Abstract

In order to test the hypothesis that the telomere length in human hematopoietic cells correlates with their proliferative potential, we analyzed the telomere length in highly purified subpopulations of bone marrow cells. Cells were sorted on the basis of CD34 and CD38 cell surface markers, and two samples were additionally sorted on the basis of Hoechst 33342 dye efflux allowing isolation of side population (SP) cells. The telomere length in limiting numbers of sorted cells was analyzed using a newly developed fluorescence in situ hybridization (flow-FISH) method in which hybridization of telomere probe in cells of interest is measured relative to control cells in the same tube. In all seven bone marrow samples analyzed, the telomere length in CD34(+)CD38(-) cells was longer than in CD34(+)CD38(+) cells from the same donor (p < 0.02).
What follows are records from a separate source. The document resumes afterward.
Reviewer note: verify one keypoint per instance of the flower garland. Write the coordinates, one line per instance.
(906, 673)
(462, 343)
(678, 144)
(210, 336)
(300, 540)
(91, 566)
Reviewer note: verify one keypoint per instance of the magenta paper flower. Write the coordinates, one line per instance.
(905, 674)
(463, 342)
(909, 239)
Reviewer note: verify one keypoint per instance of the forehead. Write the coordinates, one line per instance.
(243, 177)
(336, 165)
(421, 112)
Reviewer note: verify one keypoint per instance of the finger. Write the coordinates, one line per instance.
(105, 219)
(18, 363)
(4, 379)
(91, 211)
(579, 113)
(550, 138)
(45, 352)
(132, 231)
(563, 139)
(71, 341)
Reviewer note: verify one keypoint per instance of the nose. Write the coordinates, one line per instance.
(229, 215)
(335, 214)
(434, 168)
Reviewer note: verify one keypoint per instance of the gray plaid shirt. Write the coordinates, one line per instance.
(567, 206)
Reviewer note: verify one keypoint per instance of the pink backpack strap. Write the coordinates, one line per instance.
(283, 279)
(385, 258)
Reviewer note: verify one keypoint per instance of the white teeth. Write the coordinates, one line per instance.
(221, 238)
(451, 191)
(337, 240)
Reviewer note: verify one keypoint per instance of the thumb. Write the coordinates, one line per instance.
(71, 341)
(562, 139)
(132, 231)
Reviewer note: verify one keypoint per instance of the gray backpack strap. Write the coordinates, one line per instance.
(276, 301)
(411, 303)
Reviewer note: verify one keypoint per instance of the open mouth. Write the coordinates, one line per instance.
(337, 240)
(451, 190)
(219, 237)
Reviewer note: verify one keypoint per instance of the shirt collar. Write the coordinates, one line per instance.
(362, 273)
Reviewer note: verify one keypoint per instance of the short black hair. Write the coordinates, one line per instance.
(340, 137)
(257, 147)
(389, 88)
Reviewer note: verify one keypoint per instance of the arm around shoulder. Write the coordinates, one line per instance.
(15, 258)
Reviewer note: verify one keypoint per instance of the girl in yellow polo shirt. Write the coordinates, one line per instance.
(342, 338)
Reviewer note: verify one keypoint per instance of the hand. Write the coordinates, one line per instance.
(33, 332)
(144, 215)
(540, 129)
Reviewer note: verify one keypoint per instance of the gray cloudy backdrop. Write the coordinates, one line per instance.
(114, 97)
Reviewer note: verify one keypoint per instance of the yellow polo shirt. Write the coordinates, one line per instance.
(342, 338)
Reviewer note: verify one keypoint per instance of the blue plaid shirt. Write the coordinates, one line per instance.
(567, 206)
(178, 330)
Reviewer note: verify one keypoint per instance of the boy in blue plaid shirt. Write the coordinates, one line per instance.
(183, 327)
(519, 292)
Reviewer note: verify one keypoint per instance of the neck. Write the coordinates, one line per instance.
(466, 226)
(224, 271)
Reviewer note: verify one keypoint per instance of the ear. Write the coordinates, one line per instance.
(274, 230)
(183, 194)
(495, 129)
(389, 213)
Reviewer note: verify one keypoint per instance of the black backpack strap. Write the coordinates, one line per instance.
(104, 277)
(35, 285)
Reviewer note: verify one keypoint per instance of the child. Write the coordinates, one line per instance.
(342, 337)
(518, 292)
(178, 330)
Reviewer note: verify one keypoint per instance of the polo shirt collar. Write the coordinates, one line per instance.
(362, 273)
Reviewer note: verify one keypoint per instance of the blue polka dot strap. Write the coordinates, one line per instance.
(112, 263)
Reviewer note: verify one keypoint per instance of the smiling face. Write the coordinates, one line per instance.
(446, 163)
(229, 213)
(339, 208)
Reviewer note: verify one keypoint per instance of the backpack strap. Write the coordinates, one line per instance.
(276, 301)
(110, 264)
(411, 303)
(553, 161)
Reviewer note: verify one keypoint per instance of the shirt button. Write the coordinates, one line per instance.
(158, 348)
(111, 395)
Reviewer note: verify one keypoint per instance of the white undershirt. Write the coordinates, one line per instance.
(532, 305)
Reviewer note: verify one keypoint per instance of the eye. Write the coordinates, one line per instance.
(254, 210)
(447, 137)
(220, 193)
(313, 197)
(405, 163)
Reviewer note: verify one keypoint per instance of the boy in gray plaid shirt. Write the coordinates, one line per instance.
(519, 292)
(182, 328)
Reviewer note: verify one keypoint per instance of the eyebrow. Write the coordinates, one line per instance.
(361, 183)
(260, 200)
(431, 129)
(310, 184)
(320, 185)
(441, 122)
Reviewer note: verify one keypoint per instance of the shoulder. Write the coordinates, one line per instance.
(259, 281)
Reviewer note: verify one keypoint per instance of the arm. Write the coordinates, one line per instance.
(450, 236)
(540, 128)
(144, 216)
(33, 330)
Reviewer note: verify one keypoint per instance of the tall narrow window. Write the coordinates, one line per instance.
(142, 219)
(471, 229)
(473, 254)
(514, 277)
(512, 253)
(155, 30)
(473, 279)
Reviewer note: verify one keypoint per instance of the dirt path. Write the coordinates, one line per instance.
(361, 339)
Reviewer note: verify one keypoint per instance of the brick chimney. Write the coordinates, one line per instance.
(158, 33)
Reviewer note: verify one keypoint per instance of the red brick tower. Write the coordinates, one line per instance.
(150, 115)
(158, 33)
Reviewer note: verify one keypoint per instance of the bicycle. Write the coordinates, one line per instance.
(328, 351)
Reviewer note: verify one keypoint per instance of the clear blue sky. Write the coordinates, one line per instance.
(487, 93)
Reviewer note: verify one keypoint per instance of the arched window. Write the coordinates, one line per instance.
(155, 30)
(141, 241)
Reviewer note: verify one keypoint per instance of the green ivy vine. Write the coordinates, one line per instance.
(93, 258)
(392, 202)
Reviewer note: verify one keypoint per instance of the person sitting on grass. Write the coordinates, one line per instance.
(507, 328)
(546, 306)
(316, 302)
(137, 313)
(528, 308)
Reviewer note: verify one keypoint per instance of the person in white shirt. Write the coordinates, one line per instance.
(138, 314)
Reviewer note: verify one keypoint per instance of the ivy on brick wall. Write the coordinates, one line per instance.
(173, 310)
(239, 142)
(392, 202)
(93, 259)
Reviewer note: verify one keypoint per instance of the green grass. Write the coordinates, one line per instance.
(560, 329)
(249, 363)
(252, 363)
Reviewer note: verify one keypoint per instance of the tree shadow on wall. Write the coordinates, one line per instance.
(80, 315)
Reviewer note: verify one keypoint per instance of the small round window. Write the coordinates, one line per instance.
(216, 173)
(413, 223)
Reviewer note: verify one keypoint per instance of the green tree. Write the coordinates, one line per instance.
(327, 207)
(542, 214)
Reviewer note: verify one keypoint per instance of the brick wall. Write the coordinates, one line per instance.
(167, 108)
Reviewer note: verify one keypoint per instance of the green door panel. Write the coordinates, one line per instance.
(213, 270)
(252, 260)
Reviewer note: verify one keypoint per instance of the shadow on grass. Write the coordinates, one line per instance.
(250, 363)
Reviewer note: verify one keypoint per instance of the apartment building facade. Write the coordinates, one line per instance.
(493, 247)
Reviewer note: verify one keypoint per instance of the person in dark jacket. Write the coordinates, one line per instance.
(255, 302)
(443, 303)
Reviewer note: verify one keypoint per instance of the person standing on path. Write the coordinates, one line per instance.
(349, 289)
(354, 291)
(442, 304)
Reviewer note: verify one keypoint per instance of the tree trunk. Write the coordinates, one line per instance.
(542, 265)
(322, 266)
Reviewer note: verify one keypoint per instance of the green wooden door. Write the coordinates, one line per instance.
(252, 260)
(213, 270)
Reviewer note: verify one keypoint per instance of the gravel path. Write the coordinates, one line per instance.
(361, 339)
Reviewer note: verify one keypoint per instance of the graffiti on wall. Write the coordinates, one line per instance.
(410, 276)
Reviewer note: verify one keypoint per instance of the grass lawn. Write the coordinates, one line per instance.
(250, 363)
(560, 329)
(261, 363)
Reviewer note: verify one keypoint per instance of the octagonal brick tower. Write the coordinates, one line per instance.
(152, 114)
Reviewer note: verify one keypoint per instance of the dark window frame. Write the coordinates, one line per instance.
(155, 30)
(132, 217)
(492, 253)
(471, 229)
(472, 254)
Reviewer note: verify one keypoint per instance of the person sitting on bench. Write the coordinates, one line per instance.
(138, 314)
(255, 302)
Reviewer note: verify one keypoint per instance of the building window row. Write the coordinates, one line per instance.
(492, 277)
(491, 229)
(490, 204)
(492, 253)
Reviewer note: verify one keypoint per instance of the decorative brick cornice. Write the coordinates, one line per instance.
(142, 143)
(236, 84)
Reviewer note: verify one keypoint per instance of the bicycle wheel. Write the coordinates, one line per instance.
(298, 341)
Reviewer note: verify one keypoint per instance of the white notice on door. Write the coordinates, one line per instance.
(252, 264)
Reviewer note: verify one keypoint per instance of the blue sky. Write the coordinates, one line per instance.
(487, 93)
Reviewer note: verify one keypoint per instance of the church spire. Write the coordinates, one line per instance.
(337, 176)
Results with sorted SP cells were less clear: the telomere fluorescence in these cells was very heterogeneous, and a reproducible difference in telomere length relative to CD34(+)CD38(-) cells could not be observed. We conclude that the telomere length in subpopulations of hematopoietic cells does appear to be correlated with the known proliferative potential of such cells and that further characterization of cells on the basis of telomere length is warranted for enrichment of very rare precursors of hematopoietic and other tissues.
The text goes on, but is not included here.